Tip #1: Out With The Old, In With The New
If you’re running an older 802.11b/g/n router, the first thing you should do is upgrade. 802.11ac is leaps and bounds faster than older wireless standards. This new technology offers data transfer speeds up to 3x faster than 802.11bgn, and boasts the ability to unclutter your network.
In addition to faster speeds, most new 802.11ac routers offer the ability to enable “dual-band” functionality. A router that lets you create simultaneous dual-band networks can free up channels and bandwidth for many of your devices. 802.11b/g/n devices run on the 2.4 GHz frequency, while newer 802.11ac-enabled devices operate on the 5 GHz spectrum. The 2.4 GHz band has become saturated with many older wireless devices featuring 802.11b/g/n technology. By creating a network that simultaneously supports both frequencies, you can decrease interference and increase network performance.
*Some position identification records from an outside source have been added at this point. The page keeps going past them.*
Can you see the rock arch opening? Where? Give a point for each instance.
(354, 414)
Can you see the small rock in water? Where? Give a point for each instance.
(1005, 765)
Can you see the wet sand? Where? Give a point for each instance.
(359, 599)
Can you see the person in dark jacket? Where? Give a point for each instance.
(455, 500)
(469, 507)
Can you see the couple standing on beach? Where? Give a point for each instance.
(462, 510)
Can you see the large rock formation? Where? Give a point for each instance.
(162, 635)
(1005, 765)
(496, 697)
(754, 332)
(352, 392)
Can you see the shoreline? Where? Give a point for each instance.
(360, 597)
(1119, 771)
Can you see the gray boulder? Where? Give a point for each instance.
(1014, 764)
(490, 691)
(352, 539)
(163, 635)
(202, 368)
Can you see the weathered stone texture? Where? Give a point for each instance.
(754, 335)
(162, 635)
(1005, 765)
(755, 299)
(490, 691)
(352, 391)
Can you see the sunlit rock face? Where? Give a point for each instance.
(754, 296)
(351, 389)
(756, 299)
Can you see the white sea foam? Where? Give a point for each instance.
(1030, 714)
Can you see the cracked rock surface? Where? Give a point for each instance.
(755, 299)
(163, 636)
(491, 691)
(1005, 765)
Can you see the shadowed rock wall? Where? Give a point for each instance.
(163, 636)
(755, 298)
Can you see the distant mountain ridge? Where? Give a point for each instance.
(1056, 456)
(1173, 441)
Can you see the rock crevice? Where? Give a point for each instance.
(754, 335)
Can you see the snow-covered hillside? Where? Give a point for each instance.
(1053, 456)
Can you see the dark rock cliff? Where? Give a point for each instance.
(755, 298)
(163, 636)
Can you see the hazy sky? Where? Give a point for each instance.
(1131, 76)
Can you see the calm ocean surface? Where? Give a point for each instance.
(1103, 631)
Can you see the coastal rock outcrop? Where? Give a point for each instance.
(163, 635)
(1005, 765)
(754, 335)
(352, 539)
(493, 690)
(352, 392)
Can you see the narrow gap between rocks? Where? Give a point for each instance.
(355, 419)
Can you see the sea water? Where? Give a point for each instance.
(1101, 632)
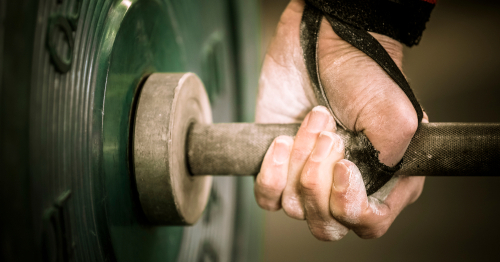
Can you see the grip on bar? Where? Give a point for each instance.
(437, 149)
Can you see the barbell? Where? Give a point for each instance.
(176, 147)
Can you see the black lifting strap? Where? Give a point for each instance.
(375, 174)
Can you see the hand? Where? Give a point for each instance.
(307, 176)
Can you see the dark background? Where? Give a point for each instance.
(455, 73)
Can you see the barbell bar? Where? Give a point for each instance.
(176, 147)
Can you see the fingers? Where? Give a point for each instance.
(272, 178)
(368, 217)
(318, 120)
(316, 184)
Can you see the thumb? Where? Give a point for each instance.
(363, 96)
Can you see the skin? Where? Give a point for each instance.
(307, 175)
Tip #2: Router Positioning
Proper router placement plays a huge role in your network performance. A general rule of thumb is to position the router in a central, open part of your home in order to optimize the network’s reach. Mobile apps like CloudCheck can pinpoint wireless dead zones in your home as well as highlighting where your signal is the strongest. By combining these tools with common sense (i.e. don’t put your router between two brick walls), you can determine the ideal position for your wireless access point. You may also be able to manipulate the antennas on your router to achieve additional wireless coverage.
Tip #3: Change The Channel
Depending on the band options your router offers (2.4 GHz vs. 5 GHz), you may have some options when it comes to freeing up channels. There are several tools on the market that can help you determine which channels are experiencing the most interference, and which ones are free. Most routers feature 11 usable channels, so you may be able to optimize your connection by choosing a channel that isn’t being overwhelmed by interference from devices such as microwaves, phones, or Bluetooth peripherals.
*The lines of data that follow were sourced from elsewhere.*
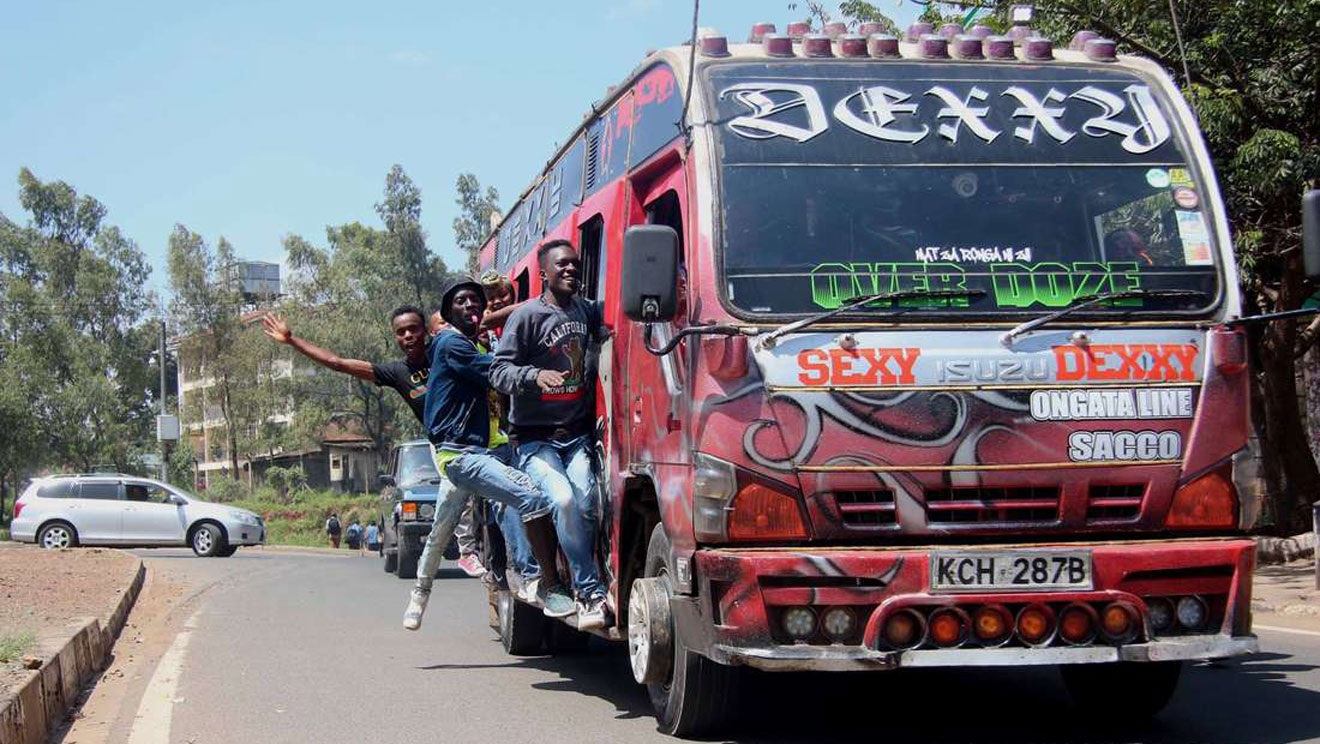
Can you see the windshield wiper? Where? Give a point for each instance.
(1007, 338)
(772, 337)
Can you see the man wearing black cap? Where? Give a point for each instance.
(470, 450)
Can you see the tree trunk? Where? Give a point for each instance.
(1294, 479)
(1311, 367)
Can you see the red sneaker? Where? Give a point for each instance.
(471, 565)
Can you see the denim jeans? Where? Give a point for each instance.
(489, 475)
(515, 537)
(565, 475)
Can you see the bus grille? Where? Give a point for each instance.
(1109, 503)
(982, 505)
(866, 508)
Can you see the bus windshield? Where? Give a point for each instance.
(1039, 185)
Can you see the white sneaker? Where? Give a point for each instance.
(592, 614)
(527, 591)
(416, 608)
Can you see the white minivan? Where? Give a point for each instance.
(65, 511)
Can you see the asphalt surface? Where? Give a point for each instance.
(289, 648)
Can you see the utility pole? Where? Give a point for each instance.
(164, 396)
(166, 426)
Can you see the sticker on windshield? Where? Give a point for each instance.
(1014, 284)
(1195, 236)
(972, 253)
(1186, 198)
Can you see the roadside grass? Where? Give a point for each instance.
(13, 647)
(301, 519)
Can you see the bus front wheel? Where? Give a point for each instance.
(696, 697)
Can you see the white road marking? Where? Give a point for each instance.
(1279, 629)
(152, 723)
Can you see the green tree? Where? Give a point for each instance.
(473, 223)
(1252, 71)
(74, 346)
(405, 242)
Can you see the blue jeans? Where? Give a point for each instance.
(515, 538)
(565, 475)
(483, 474)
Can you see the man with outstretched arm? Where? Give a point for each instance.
(471, 451)
(407, 376)
(547, 367)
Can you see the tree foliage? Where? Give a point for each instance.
(473, 223)
(75, 343)
(342, 296)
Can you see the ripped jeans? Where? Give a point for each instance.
(568, 479)
(479, 472)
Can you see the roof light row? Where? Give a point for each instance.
(978, 42)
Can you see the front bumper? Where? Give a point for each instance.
(852, 658)
(244, 534)
(742, 591)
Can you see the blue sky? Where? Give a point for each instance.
(255, 120)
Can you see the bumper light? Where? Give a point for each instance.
(1159, 611)
(1077, 624)
(904, 629)
(991, 624)
(763, 513)
(799, 623)
(1192, 612)
(1035, 624)
(1207, 503)
(949, 627)
(1118, 623)
(838, 623)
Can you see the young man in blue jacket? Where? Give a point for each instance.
(547, 366)
(473, 454)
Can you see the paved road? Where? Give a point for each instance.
(289, 648)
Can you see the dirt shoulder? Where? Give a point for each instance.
(44, 592)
Tip #4: Lock Down Your Bandwidth
An unsecure wireless network means that anyone in the vicinity of your access point can use your Wi-Fi. Unsecured networks can get bogged down by unwanted (or unknown) bandwidth hogs. For instance, your neighbors may be connecting to your network and streaming HD movies without your knowledge. This added traffic can turn your bandwidth to sludge in a hurry, so enabling WPA2 security settings for your Wi-Fi network is key to creating a good experience for everyone on your network.
Tip #5: Extend Your Network
If you have an extra 802.11ac or an older 802.11n router lying around, you may be able to use it as a wireless bridge or repeater to extend your network. Keep in mind, your results may vary when attempting this, but it is a viable option in certain situations. By positioning an additional router within the range of the base router, you may be able to provide Wi-Fi signal to parts of your home where it wasn’t previously possible. Depending on your configuration (type of router, internet speed, type of connected devices, etc.), the bridge may not offer a lightning-fast connection, but it will extend coverage.